Investors carefully remained the risk of another FLARE up in the debt crisis in the euro zone. Greece has his first game of the bailout payments this week, but the Italian Government saw to clash with the trade unions on employment law set out reforms.


A firmer dollar because of expectations of further monetary easing by the US Federal Reserve after a modest lift of its economic prospects fade can also hinder the euro.


Ten-year US Treasury yields were last trading day approx. 2.365 percent, within sight of 4-1/2 month high 2.399 percent hit on Tuesday.


U.S. housing market data, around 1400 GMT, could increase the dollar if it adds expectations, the world's largest economy picking.


WEAK YEN, UK BUDGET


Rising U.S. have the dollar, especially against the yen income and monetary easing by the Bank of Japan last month to increase. The greenback rose 0.4 percent and 84.09 yen, simply just shy of an 11-month high of 84.187 Yen met last week.


During the Asian session, Japanese exporters were seen selling the dollar before the end of their financial year on March 31, but market players said it was to buy the greenback on dips in good demand.

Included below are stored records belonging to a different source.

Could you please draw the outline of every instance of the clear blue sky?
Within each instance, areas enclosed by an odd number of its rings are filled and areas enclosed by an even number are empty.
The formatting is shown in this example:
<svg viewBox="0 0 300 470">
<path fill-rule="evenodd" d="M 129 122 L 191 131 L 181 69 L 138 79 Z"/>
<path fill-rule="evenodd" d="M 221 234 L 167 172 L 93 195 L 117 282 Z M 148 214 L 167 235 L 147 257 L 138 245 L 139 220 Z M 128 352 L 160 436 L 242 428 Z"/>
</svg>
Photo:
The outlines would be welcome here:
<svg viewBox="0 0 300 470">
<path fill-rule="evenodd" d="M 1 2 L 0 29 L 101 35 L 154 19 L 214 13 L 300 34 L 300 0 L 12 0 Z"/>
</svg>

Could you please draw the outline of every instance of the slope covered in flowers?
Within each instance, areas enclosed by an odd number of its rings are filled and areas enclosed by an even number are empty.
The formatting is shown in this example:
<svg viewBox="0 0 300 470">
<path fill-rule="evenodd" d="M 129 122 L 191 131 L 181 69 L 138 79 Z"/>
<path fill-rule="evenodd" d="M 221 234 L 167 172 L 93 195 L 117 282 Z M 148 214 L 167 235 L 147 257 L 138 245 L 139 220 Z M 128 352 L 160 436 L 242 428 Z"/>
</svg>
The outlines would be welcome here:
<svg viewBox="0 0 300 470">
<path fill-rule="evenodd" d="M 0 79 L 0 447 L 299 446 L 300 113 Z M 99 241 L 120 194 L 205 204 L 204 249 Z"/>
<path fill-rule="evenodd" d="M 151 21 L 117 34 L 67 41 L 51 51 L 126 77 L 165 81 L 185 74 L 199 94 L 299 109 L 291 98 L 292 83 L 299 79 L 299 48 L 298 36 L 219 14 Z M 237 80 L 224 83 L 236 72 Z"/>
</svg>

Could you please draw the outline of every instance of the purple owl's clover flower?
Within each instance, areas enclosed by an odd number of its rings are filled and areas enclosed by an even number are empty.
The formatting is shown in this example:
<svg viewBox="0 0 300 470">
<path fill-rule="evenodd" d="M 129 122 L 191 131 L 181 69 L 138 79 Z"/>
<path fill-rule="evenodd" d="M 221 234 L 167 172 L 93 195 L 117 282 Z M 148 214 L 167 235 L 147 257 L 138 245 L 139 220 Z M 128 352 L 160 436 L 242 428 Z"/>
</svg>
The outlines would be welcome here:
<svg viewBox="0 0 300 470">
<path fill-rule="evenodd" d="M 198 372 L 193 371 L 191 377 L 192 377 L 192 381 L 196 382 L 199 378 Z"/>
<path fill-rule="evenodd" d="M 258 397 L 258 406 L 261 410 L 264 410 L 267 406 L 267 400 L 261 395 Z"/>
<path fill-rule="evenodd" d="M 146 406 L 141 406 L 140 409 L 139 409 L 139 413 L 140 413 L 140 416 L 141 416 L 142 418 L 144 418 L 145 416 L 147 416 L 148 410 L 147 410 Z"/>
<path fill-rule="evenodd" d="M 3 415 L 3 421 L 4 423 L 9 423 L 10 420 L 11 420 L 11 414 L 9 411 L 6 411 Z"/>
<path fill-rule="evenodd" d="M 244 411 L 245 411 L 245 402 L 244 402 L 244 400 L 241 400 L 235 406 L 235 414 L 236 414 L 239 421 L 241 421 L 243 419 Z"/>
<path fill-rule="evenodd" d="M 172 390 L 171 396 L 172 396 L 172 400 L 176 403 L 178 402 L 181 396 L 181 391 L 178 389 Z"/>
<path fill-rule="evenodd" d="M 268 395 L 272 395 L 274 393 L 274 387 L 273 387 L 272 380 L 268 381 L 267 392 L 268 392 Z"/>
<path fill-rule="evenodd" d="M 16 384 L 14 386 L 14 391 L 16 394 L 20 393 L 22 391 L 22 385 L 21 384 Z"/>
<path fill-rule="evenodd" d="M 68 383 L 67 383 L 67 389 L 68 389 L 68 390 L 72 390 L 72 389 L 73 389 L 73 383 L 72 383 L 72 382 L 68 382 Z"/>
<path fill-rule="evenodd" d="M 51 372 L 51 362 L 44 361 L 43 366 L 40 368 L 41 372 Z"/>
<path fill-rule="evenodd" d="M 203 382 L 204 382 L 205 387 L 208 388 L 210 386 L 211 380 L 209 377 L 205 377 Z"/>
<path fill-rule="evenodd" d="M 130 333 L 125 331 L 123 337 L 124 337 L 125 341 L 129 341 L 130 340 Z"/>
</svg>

The euro has also a near five-month Summit of 111.43 yen on trading platform EBS, shortly before the resistance to 111.57, the top hit on the October 31, when Japanese authorities last intervened in the market.


The yen sagged against the pound, with the pound rise about 133.40 yen, its highest level since June 2011 session to a peak.


Market focus on Wednesday will present Finance Minister George Osborne, budget also contact the UK, difficult task faces one support a nascent economic recovery at a time when public finances are stretched.


Sterling withdrawal from the highest in more than two weeks against the dollar after leader minutes from the Bank of England's last meeting of the Committee of monetary policy and higher than expected UK Government bonds pay.